I am also starting to analyze some fungal metabarcoding and I would love to know opinions… by now I mostly went ahead and did everything without alignment, but would be great to hear many other voices.

Hey there! I’m curious about the approach that you took and which steps were most challenging. What is your overall research objective?

1 Like

I am “just” doing community ecology, fungal plankton, using metabarcoding of the ITS. I did a very simple approach, but partly because the region was too long and non-overlapping. this was just a prelim data. So I used the F (ITS1) and R (ITS2) independently. I cut the fragments when Q<30, and then loaded the F and an in silico R (jus RC with a python scrip; I know Pat will LOVE this step, ha!). The challenges are the huge variability in length and the inaligneability (if such word exists). I did a very basic first pass

make.file(inputdir=./)
make.contigs(processors=20, file=stability.files)
summary.seqs(fasta=current)
screen.seqs(fasta=current, group=current, maxambig=0, maxlength=300)
summary.seqs(fasta=current)
unique.seqs(fasta=current, group=current)
summary.seqs(fasta=current, name=current)
chimera.vsearch(fasta=current, name=current, group=current, dereplicate=t)
remove.seqs(fasta=current, accnos=current, name=current)
count.seqs(name=current, group=current)
pre.cluster(fasta=current, diffs=1, count=current, method=unoise)
summary.seqs(fasta=current, count=current, processors=20)
screen.seqs(fasta=current, count=current, minlength=200)
summary.seqs(fasta=current, count=current)
count.seqs(count=current, compress=f)
classify.seqs(fasta=current, reference=/home/FCAM/leocadio/BIOSSCOPE/fungal/Unite_ITS_s_02/UNITEv6_sh_99_s.fasta, taxonomy=/home/FCAM/leocadio/BIOSSCOPE/fungal/Unite_ITS_s_02/UNITEv6_sh_99_s.tax, cutoff=60)
summary.tax(taxonomy=current, count=current)
quit()

Problems I see here: Since I have not aligned them, then they might be reaching very different regions of the ITS (due to indel sites). But, I am not sure aligning is great. I am trying to move to shorter regions for the primer, but… not ideal either. And all other platforms (eg sequel) the error is too high even with consensus (all pipelines throw a 99% similarity step to remove the noise). So, i am interested in what would we think could be the best way.

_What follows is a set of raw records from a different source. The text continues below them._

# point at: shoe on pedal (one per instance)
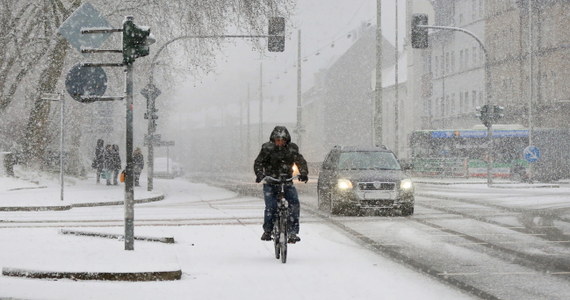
(266, 236)
(293, 238)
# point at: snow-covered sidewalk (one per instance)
(217, 249)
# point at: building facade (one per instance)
(542, 100)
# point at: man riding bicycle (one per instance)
(276, 159)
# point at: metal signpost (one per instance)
(86, 82)
(59, 98)
(150, 92)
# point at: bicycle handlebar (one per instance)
(277, 180)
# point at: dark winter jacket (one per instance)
(116, 158)
(99, 160)
(109, 161)
(138, 161)
(274, 161)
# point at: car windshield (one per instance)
(368, 160)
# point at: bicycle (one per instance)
(281, 219)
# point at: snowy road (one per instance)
(496, 243)
(491, 243)
(218, 249)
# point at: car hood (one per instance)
(372, 175)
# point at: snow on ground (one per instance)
(218, 261)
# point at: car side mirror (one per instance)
(406, 166)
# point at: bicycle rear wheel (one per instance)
(283, 238)
(276, 241)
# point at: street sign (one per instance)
(164, 144)
(86, 81)
(150, 91)
(83, 17)
(531, 153)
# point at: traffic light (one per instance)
(484, 115)
(419, 34)
(136, 41)
(498, 112)
(276, 39)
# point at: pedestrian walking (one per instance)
(138, 160)
(99, 159)
(116, 162)
(109, 164)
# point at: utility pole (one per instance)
(530, 82)
(420, 41)
(59, 98)
(396, 91)
(377, 129)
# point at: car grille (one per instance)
(376, 186)
(377, 203)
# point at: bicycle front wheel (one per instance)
(276, 242)
(283, 238)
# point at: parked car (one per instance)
(363, 180)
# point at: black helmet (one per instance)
(280, 132)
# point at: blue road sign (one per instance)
(531, 153)
(85, 81)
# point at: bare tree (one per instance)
(32, 55)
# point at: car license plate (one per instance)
(377, 195)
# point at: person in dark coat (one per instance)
(99, 160)
(138, 161)
(276, 159)
(109, 163)
(116, 159)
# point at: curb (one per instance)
(70, 206)
(166, 240)
(108, 276)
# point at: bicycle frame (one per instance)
(281, 219)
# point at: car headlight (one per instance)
(406, 185)
(344, 184)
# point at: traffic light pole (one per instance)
(129, 178)
(487, 90)
(151, 100)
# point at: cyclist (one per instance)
(275, 159)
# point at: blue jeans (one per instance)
(270, 192)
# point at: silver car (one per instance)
(364, 180)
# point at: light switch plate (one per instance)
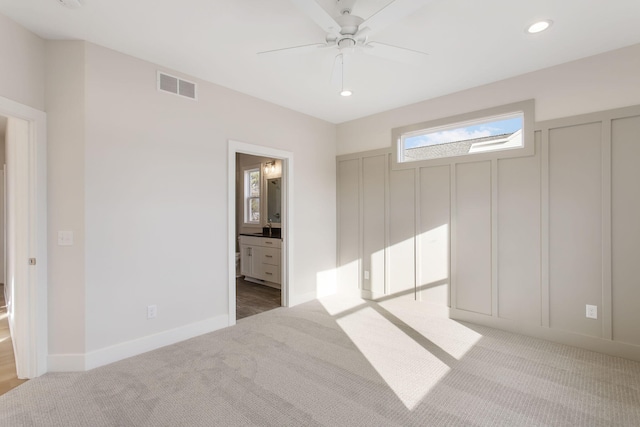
(65, 238)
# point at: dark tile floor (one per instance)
(252, 298)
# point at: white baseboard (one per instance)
(107, 355)
(600, 345)
(66, 363)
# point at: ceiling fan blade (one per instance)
(295, 49)
(320, 16)
(336, 71)
(395, 53)
(392, 13)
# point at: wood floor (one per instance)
(252, 298)
(8, 378)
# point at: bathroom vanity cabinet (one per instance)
(260, 259)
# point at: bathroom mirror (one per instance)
(274, 200)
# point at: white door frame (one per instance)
(30, 332)
(287, 217)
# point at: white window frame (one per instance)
(246, 171)
(526, 108)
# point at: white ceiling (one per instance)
(470, 43)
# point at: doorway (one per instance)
(286, 159)
(26, 236)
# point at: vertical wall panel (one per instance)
(575, 227)
(433, 240)
(348, 224)
(626, 229)
(402, 233)
(519, 238)
(373, 189)
(473, 237)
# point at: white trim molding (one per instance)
(287, 218)
(31, 332)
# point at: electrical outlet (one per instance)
(152, 311)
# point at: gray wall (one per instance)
(518, 243)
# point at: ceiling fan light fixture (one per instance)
(539, 26)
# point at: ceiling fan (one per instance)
(348, 33)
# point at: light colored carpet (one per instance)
(342, 361)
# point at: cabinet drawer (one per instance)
(271, 256)
(270, 243)
(271, 273)
(267, 242)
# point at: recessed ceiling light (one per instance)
(71, 4)
(539, 26)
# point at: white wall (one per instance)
(65, 103)
(22, 70)
(522, 243)
(592, 84)
(156, 191)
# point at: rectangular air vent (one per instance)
(176, 86)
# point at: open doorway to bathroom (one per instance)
(260, 232)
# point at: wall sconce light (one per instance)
(270, 167)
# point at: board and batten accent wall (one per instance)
(522, 243)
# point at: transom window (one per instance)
(499, 129)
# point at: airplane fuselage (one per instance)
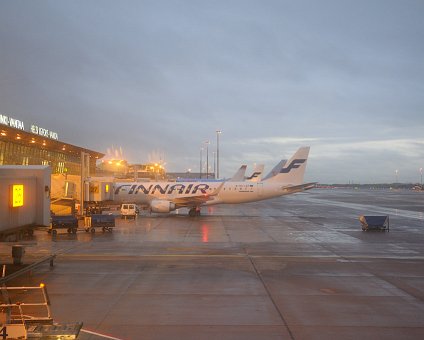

Thanks for sharing. I’ll take a look at how it compares with my workflow. In the meantime, here’s a link to Kendra’s batch file for processing ITS2 sequences.

Just to clarify, you used a forward primer to capture the ITS1 region and a reverse primer for the ITS2 region? Assuming we’re talking about the MiSeq v3 platform (2 x 300 bp), those forward and reverse sequences would rarely overlap with each other, especially if you truncate them when the quality scores drop below 30. So it sounds like you’re using forward reads only (?)

I was just testing those primers, since they are the most commonly used for fungal plankton. i did analyzed them separate, yes. To be honest, I am still trying to decide which primers to use now on!

I had checked Kendra’s pipeline, and mine is actually very similar - somewhat more simple?

I truncated at Q30 since they rarely overlap, and unless you do a very low threshold for minimum overlapping, you loose many there. And, the resulting dataset is VERY noisy. I was also in the OSM in the fungal session, and people are moving to even LONGER datasets, using then pacBIO for sequencing - that still is very noisy unless you do a 99% clustering - that then drops the resolution when trying to assign species.

Hmm well I’m not sure about fungal plankton, but in the soil world, it’s common to use primers targeting either the ITS1 region OR the ITS2 region, for fungal communities dominated by Ascomycota and Basidiomycota. Really depends on the research objectives, the constraints of the sequencing technology and our understanding of the ITS region for the taxa of interest. Here are some references on fungal primers that I found helpful:

In fungal plankton those are the most used, at least until recently. Some modifications in the R to improve basidiomycota, sometimes. But, those are the ones most of them used.
Now most people are moving to PB (good luck there) or minION (let there be dragons), and targeting regions in the order or several Kbases.